Archive for category Television

2012 – the best bits

2012, for me, has been the year of the blog.  The year that through this medium I found a creative outlet, met some fascinating people and discovered some wonderful writers, engaged in some stimulating and unexpected discussions, and generally had my optimism about the internet reinforced.  I’ve been uplifted, fascinated and inspired on a regular basis by bloggers such as Diana J Hale, Vertigo, The Fife Psychogeographic Collective, That’s how the light gets in, Weaver’s Journal, Steve Sarson and Decayetude.  And my blog on the US election led to a mutually respectful encounter with Rick from Billerica, with whom I would disagree about pretty much everything, except the principle of mutually respectful encounters with those who hold different views.    On the Our Island Stories blog, set up in the aftermath of  the Olympics to talk about questions of national identity, we’ve had contributions from some of the above, and also from Kate Elmer, Mike Press, Emily Wilkinson and  Diane Magras.  To all of those people, and so many others, thanks!
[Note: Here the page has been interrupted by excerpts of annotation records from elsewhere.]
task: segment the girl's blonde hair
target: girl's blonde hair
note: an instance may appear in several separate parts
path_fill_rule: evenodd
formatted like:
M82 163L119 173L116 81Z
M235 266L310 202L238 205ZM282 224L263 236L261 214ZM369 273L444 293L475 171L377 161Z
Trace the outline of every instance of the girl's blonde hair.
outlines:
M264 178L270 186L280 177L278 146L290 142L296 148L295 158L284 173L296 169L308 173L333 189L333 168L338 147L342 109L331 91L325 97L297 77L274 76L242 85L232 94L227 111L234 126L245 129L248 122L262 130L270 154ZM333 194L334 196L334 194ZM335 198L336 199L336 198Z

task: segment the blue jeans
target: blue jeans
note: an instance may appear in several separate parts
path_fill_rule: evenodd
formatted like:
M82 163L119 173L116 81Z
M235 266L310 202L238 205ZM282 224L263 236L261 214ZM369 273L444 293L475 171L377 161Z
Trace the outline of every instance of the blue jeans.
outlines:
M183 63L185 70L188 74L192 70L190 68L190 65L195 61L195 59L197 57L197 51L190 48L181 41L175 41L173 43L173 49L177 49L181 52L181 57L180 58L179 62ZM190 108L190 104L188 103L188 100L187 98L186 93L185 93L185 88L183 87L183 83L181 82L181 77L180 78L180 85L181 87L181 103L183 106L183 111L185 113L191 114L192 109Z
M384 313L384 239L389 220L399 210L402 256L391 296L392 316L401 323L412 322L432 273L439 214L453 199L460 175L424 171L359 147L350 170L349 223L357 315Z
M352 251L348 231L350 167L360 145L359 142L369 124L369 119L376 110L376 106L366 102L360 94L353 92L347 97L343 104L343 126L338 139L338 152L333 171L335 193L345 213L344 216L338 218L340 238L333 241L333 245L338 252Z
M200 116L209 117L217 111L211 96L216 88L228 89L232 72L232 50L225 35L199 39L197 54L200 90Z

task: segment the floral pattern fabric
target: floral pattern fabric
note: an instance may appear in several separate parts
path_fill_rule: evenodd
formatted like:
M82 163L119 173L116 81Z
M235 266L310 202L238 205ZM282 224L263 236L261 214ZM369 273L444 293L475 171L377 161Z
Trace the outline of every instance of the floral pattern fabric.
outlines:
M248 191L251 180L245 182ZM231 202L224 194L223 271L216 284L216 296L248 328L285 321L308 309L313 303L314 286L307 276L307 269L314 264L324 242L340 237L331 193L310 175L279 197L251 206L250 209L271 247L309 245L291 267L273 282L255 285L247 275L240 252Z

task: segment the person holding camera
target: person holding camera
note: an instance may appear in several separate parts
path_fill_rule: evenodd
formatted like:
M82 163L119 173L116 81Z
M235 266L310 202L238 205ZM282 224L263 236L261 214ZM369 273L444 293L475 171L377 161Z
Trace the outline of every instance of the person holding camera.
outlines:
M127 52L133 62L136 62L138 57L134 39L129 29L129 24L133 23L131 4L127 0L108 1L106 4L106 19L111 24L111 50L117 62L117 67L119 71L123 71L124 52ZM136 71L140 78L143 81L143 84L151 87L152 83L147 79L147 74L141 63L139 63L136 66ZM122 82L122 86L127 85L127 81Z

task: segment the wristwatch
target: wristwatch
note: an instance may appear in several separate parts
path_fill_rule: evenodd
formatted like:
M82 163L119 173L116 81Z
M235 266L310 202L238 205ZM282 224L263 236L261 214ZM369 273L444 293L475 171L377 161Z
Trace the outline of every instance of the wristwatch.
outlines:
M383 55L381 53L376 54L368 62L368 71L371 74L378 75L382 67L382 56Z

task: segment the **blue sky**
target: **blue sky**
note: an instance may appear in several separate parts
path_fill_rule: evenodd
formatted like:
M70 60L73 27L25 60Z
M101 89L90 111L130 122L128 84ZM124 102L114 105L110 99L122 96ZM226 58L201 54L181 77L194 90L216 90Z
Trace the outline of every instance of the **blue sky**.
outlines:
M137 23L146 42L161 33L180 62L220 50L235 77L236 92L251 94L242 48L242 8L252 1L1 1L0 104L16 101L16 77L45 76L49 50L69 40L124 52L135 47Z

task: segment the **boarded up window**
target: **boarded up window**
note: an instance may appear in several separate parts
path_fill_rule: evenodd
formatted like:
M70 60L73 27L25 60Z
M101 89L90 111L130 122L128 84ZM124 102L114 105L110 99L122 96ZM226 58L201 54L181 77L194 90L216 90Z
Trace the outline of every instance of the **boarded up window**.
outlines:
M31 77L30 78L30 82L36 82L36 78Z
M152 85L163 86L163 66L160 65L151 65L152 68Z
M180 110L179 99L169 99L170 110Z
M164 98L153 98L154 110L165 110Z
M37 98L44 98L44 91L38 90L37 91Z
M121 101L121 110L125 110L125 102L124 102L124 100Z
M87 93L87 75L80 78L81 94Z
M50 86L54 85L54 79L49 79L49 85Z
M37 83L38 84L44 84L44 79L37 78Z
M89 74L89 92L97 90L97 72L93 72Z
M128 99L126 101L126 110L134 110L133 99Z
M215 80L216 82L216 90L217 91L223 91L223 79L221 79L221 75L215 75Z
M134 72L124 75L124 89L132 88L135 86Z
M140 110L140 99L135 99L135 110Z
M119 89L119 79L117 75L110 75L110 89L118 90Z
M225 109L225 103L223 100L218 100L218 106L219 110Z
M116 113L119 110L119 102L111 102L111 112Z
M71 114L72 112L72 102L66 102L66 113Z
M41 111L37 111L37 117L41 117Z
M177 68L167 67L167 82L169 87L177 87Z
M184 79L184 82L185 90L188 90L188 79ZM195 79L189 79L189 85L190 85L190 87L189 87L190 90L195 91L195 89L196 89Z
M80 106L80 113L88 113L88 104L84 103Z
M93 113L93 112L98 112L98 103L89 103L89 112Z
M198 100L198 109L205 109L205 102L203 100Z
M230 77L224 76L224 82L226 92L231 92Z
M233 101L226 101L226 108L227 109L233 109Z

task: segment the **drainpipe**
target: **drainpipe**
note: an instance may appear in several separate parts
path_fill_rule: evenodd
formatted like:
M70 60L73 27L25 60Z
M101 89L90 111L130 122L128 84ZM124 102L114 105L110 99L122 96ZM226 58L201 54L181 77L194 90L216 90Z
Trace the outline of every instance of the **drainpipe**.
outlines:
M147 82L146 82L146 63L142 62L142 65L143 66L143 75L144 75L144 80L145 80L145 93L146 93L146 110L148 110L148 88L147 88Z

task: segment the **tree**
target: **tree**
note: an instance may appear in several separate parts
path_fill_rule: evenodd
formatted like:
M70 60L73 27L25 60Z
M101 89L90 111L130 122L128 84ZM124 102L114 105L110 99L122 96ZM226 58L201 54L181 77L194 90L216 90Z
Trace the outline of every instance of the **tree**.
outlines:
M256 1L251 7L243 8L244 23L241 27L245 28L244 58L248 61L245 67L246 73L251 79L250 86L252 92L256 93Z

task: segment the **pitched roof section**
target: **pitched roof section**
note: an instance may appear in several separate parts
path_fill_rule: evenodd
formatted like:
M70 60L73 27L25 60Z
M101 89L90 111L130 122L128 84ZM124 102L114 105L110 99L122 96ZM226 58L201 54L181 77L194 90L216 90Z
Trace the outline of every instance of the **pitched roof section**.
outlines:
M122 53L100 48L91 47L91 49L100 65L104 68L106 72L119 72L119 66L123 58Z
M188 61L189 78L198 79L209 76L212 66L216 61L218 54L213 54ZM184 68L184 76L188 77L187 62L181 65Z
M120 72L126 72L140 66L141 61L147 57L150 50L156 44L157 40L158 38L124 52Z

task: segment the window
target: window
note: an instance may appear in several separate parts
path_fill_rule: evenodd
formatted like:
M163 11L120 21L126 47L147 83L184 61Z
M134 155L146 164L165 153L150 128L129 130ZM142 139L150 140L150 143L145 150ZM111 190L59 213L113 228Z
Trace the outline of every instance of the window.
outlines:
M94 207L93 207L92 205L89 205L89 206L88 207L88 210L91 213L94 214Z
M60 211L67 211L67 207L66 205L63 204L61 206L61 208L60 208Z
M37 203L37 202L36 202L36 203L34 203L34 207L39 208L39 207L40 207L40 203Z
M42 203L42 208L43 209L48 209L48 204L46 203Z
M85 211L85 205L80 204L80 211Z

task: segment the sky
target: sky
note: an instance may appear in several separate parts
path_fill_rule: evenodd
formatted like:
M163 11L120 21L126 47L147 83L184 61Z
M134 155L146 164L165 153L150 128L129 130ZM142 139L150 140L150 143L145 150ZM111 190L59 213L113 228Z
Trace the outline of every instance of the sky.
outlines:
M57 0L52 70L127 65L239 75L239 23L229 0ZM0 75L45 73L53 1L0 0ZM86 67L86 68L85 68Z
The internet comes in for some harsh criticism – and I read ‘below the line’ often enough to be brought almost to despair at the bigotry, the hatred, the cruelty that’s out there, only needing the anonymity of an internet forum to come spewing out.   But my own experience has been entirely positive.  Through blogging, through Facebook and Twitter, I’ve made friends, had fascinating conversations, shared enthusiasms, learned stuff.  I’ve connected with people I would never have encountered at all  otherwise, and connected in unexpected ways with people I already knew.  This obviously doesn’t invalidate the experiences of those who’ve been subjected to the viciousness of trolls and the deceit of sock-puppets – but it needs saying, that it can be, and often is, an enormous force for good , and that connections made via the net are not intrinsically less ‘real’, less worthwhile than those made by other means.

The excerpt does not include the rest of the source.